Another child said, “Mrs. Givens, when you said he was a good reader, then we all knew he had to be a good reader.”
And I was reminded of how powerful words are, especially mine, the teacher’s.
No one mentioned the shoes.
We realized that while nice words are always wanted, words about us make us happier than words about our clothes, hair, and appearance.
“So, now we practice!” I said.
They got into groups of three. Their groups were not exactly their best playground buddies, either. One by one, they took turns looking at each other and telling nice words about each friend. They were a little hesitant at first, but as the words began to flow, the atmosphere shifted.
And that’s when the miracle happened.
Before my eyes, faces lifted. Eyes gleamed. Backs became straighter. Ugly words became forgotten.
You’re the nicest friend I’ve had.
You always help me if I drop my crayons.
You listen to Mrs. Givens so well in math. You’re so good at math.
You always play with me when no one else will.
You are smart.
You are a good listener.
I like the way you always take care of stuff.
I like you.
They smiled. They giggled. They blushed. They glowed.
All because of nice words.
I stood by my counter just watching and blinked my eyes rapidly and cleared my throat a few times to keep the tears at bay. The transformation was so quick and so touching.
All because of nice words.
The change remained throughout the day, with only a handful of moments that needed reminders about nice words.
I know that we will still need reminders. I know all of our problems aren’t solved. But today, I watched lives change in my classroom. Because of nice words.
It got me to thinking. What if the fantastic group of teachers that I work with got together in small groups, looked each other in the eyes, and told each friend something great about that person?
What if my group of friends sincerely told each other of the good that we see in each of us?
What if families spent more time saying nice words than they did fussing and running from one place to the next?
The miracle of words could eventually change the world! I know for sure that it did in my classroom today. 🙂
You are such a good teacher, Paige!
Thank you! There’s no better compliment for a teacher! 🙂
Sticks and stones HURT my bones, but kind words make me HAPPY!

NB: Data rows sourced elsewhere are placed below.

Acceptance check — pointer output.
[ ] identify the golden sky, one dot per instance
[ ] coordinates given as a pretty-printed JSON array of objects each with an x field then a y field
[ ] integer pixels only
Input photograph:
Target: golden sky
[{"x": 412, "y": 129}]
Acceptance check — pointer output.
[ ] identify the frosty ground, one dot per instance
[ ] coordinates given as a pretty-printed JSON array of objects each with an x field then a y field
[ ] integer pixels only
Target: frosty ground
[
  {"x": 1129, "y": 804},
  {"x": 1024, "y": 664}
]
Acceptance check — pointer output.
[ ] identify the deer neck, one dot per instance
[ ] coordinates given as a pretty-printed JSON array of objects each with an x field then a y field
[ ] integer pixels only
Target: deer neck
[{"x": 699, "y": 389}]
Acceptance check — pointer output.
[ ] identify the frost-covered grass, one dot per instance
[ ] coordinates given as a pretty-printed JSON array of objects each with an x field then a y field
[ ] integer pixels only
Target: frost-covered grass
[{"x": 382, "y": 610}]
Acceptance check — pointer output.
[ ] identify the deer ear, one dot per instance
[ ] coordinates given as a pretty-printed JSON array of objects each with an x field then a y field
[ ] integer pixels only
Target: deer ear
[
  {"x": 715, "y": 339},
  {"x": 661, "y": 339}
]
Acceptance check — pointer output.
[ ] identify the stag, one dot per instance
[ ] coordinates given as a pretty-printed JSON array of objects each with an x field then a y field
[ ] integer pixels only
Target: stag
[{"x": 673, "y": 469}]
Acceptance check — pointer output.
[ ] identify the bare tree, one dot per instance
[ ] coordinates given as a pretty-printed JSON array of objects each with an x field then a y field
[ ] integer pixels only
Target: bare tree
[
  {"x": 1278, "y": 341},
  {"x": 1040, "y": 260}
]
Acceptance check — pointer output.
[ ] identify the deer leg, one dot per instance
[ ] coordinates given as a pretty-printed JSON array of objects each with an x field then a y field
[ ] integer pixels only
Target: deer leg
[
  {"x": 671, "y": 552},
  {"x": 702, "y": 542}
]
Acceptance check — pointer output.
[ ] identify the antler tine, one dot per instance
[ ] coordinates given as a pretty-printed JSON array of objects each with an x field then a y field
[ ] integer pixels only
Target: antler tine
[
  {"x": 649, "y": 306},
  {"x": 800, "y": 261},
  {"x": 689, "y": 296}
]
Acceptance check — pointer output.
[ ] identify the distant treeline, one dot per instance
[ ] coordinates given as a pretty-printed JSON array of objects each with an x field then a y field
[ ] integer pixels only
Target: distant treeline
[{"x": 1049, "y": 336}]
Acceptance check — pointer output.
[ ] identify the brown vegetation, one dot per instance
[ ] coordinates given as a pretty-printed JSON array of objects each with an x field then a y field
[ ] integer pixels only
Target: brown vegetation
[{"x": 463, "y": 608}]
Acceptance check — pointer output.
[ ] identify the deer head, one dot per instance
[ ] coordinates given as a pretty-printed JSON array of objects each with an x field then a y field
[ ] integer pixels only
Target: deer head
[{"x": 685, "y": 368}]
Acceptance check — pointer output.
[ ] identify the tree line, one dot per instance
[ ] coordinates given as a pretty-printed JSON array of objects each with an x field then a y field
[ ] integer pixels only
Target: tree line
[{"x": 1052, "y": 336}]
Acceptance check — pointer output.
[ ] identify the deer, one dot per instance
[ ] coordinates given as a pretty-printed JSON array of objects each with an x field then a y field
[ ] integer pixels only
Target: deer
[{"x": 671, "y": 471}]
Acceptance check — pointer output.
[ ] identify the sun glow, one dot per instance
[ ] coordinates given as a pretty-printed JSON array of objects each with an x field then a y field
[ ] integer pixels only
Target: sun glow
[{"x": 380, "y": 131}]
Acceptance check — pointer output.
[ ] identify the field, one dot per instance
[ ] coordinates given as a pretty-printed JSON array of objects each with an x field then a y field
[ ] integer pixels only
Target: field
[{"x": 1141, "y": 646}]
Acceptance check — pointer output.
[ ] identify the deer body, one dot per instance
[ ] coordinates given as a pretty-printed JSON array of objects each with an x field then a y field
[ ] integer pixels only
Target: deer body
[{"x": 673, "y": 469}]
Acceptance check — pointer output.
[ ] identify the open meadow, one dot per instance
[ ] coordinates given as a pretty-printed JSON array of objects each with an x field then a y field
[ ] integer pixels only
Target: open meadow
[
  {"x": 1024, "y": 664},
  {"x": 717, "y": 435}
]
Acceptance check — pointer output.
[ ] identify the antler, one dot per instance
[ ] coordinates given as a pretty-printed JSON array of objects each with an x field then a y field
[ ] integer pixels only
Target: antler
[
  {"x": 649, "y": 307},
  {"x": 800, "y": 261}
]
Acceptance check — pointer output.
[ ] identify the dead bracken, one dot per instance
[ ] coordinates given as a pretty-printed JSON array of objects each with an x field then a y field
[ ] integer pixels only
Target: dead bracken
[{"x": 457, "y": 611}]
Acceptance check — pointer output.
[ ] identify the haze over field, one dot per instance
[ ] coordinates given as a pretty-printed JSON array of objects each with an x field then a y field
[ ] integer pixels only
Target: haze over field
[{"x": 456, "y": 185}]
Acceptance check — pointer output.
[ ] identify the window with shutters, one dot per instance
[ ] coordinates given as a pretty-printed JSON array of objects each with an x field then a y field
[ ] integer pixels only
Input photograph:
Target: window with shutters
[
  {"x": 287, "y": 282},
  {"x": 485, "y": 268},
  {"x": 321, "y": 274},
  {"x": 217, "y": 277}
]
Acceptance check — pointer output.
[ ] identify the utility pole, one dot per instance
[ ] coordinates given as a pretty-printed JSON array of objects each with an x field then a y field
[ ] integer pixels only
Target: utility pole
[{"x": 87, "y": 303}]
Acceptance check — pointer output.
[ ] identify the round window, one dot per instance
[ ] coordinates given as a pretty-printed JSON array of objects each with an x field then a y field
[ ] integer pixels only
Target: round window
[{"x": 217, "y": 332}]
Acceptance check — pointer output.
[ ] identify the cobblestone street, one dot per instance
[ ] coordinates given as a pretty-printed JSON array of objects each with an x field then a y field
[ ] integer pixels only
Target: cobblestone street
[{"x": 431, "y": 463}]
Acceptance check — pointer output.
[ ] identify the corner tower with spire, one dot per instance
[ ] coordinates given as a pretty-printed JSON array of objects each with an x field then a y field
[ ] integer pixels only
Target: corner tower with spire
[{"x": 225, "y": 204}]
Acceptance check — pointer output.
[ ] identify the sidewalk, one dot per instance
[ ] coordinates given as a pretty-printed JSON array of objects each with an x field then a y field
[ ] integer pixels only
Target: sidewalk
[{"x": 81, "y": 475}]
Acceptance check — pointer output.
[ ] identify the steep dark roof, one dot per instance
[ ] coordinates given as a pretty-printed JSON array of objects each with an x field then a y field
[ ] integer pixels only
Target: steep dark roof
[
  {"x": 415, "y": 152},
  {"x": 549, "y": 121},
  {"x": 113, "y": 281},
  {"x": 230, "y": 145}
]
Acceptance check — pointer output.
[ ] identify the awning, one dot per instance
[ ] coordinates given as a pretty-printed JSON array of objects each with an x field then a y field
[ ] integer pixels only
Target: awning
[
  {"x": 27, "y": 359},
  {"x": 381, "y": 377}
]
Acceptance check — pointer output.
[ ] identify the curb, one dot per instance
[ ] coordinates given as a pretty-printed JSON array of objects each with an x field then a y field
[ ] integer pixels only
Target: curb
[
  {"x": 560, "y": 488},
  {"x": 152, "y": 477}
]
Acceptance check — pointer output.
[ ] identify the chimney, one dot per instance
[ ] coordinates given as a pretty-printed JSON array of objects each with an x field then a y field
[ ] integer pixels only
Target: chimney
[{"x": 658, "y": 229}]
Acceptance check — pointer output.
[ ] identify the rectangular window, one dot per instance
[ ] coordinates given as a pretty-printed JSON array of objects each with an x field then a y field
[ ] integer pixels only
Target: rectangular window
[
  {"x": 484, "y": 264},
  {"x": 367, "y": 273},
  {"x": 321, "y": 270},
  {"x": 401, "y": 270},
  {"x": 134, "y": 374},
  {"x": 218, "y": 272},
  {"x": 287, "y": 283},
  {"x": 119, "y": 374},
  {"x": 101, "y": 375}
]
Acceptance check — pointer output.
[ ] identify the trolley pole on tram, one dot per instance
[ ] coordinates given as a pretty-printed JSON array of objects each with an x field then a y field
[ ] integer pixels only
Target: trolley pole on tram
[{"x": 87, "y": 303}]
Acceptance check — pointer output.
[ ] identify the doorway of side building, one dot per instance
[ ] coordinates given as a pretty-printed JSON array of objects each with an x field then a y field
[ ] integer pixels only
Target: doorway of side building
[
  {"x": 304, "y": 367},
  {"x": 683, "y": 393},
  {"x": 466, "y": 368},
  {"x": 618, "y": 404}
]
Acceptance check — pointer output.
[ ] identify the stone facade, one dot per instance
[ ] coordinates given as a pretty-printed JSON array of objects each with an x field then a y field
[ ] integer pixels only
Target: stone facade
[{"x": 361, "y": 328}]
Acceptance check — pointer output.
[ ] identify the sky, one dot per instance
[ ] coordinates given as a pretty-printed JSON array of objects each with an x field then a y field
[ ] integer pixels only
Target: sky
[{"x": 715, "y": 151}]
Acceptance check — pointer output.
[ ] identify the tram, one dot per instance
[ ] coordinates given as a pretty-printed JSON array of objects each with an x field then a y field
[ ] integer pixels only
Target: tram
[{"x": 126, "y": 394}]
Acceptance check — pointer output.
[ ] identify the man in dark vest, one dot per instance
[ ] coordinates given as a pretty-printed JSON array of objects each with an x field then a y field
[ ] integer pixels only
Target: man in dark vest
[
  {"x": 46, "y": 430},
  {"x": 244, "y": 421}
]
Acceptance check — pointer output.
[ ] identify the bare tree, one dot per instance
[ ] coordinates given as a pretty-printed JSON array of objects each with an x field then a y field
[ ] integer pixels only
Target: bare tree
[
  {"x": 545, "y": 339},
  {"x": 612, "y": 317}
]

This is my prep time and I am sitting here reading your blog post….I do not feel guilty because this post helped me prep for this afternoon and days to come on into the next school year. It is not everyday that I read your blog because we all can find so much more that we need to be doing. When I do I am always blessed and usually the words always move me to try and be a better person/teacher. Probably need to add this to my schedule!!!
Thank you Paige for being such a wonderful patient ,kind, and encouraging person.
I need this in my own life! Wish we would have an entire day across the world that we could only say nice words…. Especially the news…. Kids can be so much smarter than grown-ups.